When I lie tangled in her hair
And fettered to her eye,
The birds that wanton in the air
Know no such liberty.
The poem interestingly uses images of being trapped to portray freedom. The speaker is “tangled” in Althea’s hair and “fettered” to her eye. However, he feels as free in this confinement as birds flying through the air.
When flowing cups run swiftly round,
With no allaying Thames
These lines describe a drinking party. The alcohol that they are drinking is pure. In other words, it has not been cut down with water, such as one would find in the River Thames in London.
When thirsty grief in wine we steep,
When healths and draughts go free
The speaker and his companions drown their sadness in wine until they are not sad any longer. Grief is “thirsty” because it requires alcohol to be cured. As the servings of alcohol (”draughts”) get passed around, they frequently raise toasts (”healths”) to the king.
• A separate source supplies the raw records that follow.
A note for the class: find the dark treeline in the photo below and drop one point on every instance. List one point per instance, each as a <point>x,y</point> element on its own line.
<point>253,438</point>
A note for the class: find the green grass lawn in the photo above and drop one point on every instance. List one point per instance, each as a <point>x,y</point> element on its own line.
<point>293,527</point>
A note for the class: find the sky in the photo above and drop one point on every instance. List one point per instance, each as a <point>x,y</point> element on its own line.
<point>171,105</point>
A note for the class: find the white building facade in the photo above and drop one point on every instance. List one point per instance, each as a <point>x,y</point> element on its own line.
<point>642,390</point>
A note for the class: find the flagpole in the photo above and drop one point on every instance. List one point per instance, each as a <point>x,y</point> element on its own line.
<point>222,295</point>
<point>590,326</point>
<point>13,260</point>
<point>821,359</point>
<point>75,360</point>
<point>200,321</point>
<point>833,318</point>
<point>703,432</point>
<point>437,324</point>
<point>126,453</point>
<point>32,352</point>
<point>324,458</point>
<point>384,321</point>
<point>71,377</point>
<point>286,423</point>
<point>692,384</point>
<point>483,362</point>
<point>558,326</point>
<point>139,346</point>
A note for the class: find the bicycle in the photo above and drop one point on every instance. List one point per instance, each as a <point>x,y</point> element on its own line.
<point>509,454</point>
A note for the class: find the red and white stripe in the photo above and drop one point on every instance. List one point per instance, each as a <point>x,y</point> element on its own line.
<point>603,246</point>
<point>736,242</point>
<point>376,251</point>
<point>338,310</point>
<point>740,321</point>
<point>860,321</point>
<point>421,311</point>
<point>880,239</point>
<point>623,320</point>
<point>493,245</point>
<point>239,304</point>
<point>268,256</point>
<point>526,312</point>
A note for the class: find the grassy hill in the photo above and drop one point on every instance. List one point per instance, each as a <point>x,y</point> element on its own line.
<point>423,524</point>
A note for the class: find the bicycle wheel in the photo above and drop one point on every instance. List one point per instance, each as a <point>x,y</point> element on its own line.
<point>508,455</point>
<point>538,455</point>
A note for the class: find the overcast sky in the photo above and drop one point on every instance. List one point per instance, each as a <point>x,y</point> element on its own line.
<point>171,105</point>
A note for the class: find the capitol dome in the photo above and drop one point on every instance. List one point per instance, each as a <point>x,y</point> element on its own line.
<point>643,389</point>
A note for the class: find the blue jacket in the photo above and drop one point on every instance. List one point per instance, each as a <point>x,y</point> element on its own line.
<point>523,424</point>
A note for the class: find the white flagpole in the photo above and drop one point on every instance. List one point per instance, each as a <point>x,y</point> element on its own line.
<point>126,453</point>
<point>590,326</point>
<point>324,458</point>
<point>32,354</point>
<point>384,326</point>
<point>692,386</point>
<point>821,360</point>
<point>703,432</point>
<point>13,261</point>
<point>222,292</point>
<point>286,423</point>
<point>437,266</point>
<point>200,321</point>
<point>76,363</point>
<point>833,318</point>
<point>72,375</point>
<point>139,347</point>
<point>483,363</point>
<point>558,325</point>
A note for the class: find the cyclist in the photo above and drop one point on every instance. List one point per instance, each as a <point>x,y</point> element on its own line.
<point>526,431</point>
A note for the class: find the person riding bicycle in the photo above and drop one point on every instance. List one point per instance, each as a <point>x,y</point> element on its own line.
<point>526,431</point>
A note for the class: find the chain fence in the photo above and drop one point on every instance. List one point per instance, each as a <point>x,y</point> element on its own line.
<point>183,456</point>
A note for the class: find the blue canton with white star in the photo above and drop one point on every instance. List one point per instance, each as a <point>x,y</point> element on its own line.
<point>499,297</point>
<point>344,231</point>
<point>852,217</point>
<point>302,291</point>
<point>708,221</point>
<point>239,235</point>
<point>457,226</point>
When like committed linnets I
With shriller throat shall sing
The speaker compares himself to a finch in a cage, though he admits that his voice is more shrill than that of a songbird.
Enlarged winds, that curl the flood,
Know no such liberty.
Even expanding winds that flow over the waves are not as free as the speaker when he is praising his king.
Stone walls do not a prison make,
Nor iron bars a cage
Just as the mere presence of stone walls does not make a place a prison if one is free on the inside, iron bars are not enough to make a place into a cage.